Here's a FACT: still parabolically rising financial claims (these particularly at the highest rungs of the capital structure) on a moribund global physical economy require the latter's "excess capacity" become productively utilized, rather than shed, such that new wealth effectively be generated, thus maintaining the viability of all existing claims. Absent this the whole shebang is guaranteed to come down (and I would argue as intended). So, what's Yellen proposing to liberate the Federal Reserve's credit creating capacity such that it not be exclusively dedicated to plugging the hopelessly compromised dike holding up a reckless banking system whose book is marked to fantasy assuming the physical economy's diminishing productive capacity can somehow sustain expanding financial claims against it through the magic of the market (albeit one increasingly deluded by lender of last resort sleight of hand tricks)?
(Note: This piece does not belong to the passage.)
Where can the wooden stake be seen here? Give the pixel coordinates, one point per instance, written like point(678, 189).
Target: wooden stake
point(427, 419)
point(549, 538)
I have not seen a thing detailing Yellen's "Main Street" friendliness on this count. Yet, it's all that matters! Credit made available for employing the physical economy's idle capacity is the only thing standing between the dying illusion that sustains the credibility of today's criminally incompetent Fed and a collapse rivaling the 14th century Venetian banking collapse whose effect brought the Black Death.
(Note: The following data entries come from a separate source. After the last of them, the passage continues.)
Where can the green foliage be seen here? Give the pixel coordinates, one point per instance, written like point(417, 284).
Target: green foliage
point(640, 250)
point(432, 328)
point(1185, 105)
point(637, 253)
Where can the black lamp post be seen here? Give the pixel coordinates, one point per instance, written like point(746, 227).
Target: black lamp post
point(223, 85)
Replacing Confetti, then, better be the U.S. House of Representatives, itself. Indeed, no better potential advocate for "Main Street" exists. "Seize the Fed!" positively need become the concerted call to elected representatives. The so-called "forgotten man"—"the 99%"—is a product of a treasonous Federal Reserve evolving in the wake of the formal destruction of the Bretton Woods System of fixed exchange rates on August 15, 1971. Effective redress of circumstance defying every last humanist principle for which the U.S. was formed to uphold and defend (these being eloquently stated in the simple, single-sentence preamble to the U.S. Constitution) requires of citizen victims only insistence of elected representatives that, credit not be reserved a luxury afforded solely those most reckless, inhumane imperialist ideologues who today dominate the boards of what are called "too big to fail" banks.
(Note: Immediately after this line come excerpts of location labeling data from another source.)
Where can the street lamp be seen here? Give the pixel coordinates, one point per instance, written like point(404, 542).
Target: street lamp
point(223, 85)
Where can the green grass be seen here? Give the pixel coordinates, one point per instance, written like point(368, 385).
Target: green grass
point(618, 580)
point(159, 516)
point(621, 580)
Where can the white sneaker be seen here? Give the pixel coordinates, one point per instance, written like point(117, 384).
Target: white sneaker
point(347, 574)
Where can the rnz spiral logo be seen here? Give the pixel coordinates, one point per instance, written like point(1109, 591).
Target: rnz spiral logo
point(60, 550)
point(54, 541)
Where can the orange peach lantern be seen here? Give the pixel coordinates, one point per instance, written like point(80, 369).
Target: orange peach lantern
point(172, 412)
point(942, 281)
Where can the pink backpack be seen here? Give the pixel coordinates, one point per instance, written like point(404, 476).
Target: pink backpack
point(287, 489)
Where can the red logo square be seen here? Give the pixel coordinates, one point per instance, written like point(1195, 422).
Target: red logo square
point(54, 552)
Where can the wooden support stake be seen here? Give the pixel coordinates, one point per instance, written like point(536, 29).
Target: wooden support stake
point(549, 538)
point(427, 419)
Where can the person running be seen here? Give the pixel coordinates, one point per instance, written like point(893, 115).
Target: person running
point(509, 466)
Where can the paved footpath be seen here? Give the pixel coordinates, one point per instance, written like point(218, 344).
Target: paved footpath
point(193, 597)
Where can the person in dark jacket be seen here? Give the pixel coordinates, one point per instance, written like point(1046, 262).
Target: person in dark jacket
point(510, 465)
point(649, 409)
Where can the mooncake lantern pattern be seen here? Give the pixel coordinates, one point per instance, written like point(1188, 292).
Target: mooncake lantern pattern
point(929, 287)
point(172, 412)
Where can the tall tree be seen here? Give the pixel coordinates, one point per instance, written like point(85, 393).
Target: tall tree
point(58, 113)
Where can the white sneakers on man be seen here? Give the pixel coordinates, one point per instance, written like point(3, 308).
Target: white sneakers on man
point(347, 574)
There positively is no reason why countless municipalities throughout the United States should be facing imminent bankruptcy when there exists so much idle capacity waiting productive employment for the sake of promoting progress whose likes could (and, indeed, must) venture to radically transform the U.S. physical economy to once again become the engine of growth for the entire globe. Without this sort of initiative it simply does not matter who becomes the next Federal Reserve chairperson. Absent any intention to employ today's idle physical capacity (most emphatically millions of unemployed and underemployed Americans), let alone expand what's available to be gainfully utilized, financial assets of every sort are doomed to become as unjustifiably undervalued as they are wildly overvalued today, as is a barbaric relic whose advocates mistakenly believe a store of value impervious to hunger and want. None of this near certain prospect, though, means a thing in comparison to destruction of the United States itself. We might indeed fear this end is in the immediate offing, as well, as it appears no one is bothering to question why Confetti is being forced out by a bi-partisan consensus of the U.S. ruling class. That we haven't heard Team Fraud squawking up a storm about Confetti being put out to pasture naturally suggests something incredibly nasty could be afoot.